Geopolitics and Democracy
The Western Liberal Order from Foundation to Fracture
A large and widening gap has opened between Western democracies' international ambitions and their domestic political capacity to support them. On issues ranging from immigration and international trade to national security, new political parties on the left and the right are rejecting the core foreign policy principles that Western governments have championed for over half a century. Much of the debate over the weakening of the Western liberal order has focused on recent changes: Donald Trump's presidency, Britain's vote to leave the European Union, and the surge of nationalist sentiment in France, Germany, and other Western democracies. In Geopolitics and Democracy, Peter Trubowitz and Brian Burgoon provide a powerful new explanation for the rise of anti-globalism in the West. Combining a novel theoretical framework and empirical strategy, Trubowitz and Burgoon show that support for globalism has been receding for 30 years in Western parties and legislatures. They trace the anti-globalist backlash to foreign policy decisions that mainstream parties and party elites made after the end of the Cold War. These decisions sought to globalize markets and pool sovereignty at the supranational level while applying neoliberal reforms to social protections and guarantees at home--a combination of policies that succeeded in expanding the Western liberal order, but at the cost of mounting public discontent and political fragmentation.
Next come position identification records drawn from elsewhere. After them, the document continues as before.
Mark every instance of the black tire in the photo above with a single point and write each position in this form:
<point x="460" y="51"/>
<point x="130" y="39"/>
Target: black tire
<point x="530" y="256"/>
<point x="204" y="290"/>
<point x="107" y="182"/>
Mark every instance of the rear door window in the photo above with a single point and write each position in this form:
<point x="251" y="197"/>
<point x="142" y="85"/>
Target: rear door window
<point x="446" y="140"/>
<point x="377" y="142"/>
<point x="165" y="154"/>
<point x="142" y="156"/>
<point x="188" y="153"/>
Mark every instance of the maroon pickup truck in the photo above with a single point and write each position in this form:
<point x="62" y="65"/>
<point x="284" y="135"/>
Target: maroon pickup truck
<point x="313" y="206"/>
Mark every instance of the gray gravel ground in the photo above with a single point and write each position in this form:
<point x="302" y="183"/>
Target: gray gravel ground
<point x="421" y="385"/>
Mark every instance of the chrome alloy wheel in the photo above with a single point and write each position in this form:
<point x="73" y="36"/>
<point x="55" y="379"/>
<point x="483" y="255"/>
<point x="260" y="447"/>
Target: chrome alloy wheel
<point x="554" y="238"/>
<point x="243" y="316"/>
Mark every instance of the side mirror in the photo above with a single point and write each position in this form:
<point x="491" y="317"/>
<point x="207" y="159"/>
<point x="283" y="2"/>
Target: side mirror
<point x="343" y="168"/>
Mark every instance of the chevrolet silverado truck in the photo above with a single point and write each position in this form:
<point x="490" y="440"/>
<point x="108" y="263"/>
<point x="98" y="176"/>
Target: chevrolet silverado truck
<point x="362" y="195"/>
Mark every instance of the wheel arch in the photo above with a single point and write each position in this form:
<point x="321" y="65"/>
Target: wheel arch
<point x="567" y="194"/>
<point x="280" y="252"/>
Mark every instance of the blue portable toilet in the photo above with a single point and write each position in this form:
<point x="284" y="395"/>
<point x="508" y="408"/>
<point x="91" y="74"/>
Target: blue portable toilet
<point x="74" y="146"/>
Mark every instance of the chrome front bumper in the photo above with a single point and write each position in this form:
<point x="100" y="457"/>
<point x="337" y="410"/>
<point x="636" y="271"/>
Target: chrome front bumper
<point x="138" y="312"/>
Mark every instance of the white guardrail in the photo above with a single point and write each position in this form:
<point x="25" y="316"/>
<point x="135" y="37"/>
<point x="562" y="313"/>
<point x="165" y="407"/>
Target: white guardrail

At a time when problems of great power rivalry, spheres of influence, and reactionary nationalism have returned, Geopolitics and Democracy reveals how domestic support for international engagement during the long East-West geopolitical contest was contingent upon social protections within Western democracies. In the absence of a renewed commitment to those social purposes, Western democracies will struggle to find a collective grand strategy that their domestic publics will support.